Variable Importance in High-Dimensional Settings Requires Grouping

Authors: Ahmad Chamma, Bertrand Thirion, Denis Engemann

AAAI 2024 | Conference PDF | Archive PDF | Plain Text | LLM Run Details

Reproducibility Variable Result LLM Response
Research Type Experimental We conduct extensive benchmarks on synthetic and real world data (section 4) which demonstrate the capacity of the proposed method to combine high prediction performance with theoretically grounded identification of predicatively important groups of variables.
Researcher Affiliation Collaboration Ahmad Chamma1, 2, 3, Bertrand Thirion1, 2, 3*, Denis Engemann4* 1 Inria-Saclay, Palaiseau, France 2 Universite Paris Saclay 3 CEA Saclay 4 Roche Pharma Research and Early Development, Neuroscience and Rare Diseases, Roche Innovation Center Basel, F. Hoffmann La Roche Ltd., Basel, Switzerland
Pseudocode No The paper provides block diagrams and mathematical formulations, but it does not include any explicitly labeled 'Pseudocode' or 'Algorithm' blocks, nor does it present structured steps in a code-like format.
Open Source Code Yes We provide publicly available code (compatible with the Scikit-learn API) on Git Hub (https://github.com/ achamma723/Group Variable Importance).
Open Datasets Yes The UK Biobank project (UKBB) encompasses imaging and socio-demographic derived phenotypes from a prospective cohort of participants drawn from the population of the UK (Constantinescu et al. 2022; Littlejohns et al. 2020).
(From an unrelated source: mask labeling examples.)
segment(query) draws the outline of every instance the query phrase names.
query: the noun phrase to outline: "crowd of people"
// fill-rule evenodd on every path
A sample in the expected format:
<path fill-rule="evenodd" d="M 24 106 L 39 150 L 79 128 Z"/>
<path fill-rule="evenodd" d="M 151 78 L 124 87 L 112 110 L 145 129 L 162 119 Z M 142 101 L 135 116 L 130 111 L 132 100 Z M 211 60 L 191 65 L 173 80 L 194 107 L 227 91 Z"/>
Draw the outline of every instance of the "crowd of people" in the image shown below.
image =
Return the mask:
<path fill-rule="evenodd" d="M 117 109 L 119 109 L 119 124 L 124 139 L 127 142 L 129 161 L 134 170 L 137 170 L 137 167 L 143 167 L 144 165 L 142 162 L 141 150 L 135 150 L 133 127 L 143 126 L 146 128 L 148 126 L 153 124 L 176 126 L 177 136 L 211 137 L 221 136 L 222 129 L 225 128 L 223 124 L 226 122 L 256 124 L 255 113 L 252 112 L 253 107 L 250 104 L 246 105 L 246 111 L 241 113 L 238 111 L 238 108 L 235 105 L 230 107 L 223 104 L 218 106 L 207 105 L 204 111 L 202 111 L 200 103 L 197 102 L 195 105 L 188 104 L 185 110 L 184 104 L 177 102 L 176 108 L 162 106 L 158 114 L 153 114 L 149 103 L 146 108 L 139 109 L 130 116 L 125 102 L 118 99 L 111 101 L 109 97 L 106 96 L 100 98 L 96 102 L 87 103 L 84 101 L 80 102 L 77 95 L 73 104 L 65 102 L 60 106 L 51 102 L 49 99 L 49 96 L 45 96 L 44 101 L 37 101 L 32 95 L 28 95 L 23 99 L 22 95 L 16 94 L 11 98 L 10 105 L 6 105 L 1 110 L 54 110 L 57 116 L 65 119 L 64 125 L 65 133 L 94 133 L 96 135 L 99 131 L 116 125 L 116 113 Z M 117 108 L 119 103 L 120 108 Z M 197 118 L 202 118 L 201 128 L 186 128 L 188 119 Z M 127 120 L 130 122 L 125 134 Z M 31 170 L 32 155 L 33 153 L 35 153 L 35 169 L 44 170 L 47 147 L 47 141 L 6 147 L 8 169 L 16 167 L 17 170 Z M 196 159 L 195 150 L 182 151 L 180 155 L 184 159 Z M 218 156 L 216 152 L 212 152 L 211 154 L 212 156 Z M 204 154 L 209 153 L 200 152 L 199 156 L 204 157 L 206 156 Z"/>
We accessed the UKBB data through its controlled access scheme in accordance with its institutional ethics boards (Bycroft et al. 2018; Sudlow et al. 2015).
Dataset Splits Yes Across the paper, we rely on an i.i.d. sampling train/validation/test partition scheme where the n samples are divided into ntrain training and ntest test samples. [...] The default behavior consists of a 2-fold internal cross validation where the importance inference is performed on an unseen test set. [...] We used 10-fold cross validation with significance estimation and refitting the reduced model using the training set while scoring with the reduced model on the testing set.
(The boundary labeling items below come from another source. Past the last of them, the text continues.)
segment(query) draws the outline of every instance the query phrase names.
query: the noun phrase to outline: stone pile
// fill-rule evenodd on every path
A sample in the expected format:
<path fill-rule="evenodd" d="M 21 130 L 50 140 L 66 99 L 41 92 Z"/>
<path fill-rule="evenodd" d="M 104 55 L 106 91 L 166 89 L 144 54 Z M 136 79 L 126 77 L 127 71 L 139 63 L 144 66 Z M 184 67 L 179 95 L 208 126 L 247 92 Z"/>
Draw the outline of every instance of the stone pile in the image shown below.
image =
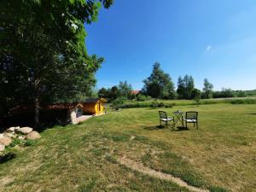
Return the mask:
<path fill-rule="evenodd" d="M 33 131 L 32 128 L 25 126 L 13 126 L 6 130 L 3 133 L 0 133 L 0 152 L 3 151 L 5 147 L 9 145 L 13 139 L 31 139 L 36 140 L 41 138 L 38 132 Z"/>

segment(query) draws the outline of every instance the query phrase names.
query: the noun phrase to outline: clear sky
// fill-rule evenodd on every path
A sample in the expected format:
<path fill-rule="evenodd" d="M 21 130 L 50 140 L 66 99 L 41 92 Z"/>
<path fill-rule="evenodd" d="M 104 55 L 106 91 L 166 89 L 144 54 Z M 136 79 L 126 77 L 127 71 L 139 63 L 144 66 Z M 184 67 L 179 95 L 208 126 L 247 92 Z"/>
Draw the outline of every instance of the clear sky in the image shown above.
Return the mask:
<path fill-rule="evenodd" d="M 201 89 L 256 89 L 255 0 L 115 0 L 85 26 L 90 54 L 106 61 L 97 88 L 127 80 L 140 90 L 155 61 L 177 87 L 192 75 Z"/>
Hardware Specification No The paper discusses computation time and mentions running on '100 cores' but does not provide specific hardware details such as GPU or CPU models, processor types, or memory specifications used for the experiments.
Software Dependencies No The paper mentions compatibility with the 'Scikit-learn API' and cites 'scikit-learn (Pedregosa et al. 2011)', but it does not provide specific version numbers for scikit-learn or any other software dependencies like Python, PyTorch, or TensorFlow.
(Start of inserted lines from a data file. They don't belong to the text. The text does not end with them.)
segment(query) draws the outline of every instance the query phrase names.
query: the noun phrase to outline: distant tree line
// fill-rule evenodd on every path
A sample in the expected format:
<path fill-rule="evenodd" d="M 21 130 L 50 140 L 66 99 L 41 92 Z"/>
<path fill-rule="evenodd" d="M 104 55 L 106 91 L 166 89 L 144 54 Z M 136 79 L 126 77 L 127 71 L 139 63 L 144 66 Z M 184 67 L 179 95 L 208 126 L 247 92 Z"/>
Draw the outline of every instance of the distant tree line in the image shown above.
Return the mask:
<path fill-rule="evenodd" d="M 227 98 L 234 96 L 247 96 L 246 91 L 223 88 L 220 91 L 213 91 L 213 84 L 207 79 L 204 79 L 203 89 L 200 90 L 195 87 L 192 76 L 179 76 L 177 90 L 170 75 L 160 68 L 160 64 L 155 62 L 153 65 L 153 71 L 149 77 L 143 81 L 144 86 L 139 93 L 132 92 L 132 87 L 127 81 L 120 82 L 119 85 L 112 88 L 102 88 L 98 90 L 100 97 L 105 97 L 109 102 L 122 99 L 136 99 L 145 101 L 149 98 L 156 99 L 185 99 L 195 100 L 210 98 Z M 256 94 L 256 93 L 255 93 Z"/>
Experiment Setup No The paper mentions using a 2-fold internal cross-validation and performing '100 runs' for experiments, and describes the models used (DNN and Random Forest) as well as the data generation process for synthetic data. However, it does not provide specific hyperparameters such as learning rate, batch size, number of epochs, or optimizer settings for the DNN model, nor does it include a dedicated table or paragraph detailing the full experimental setup.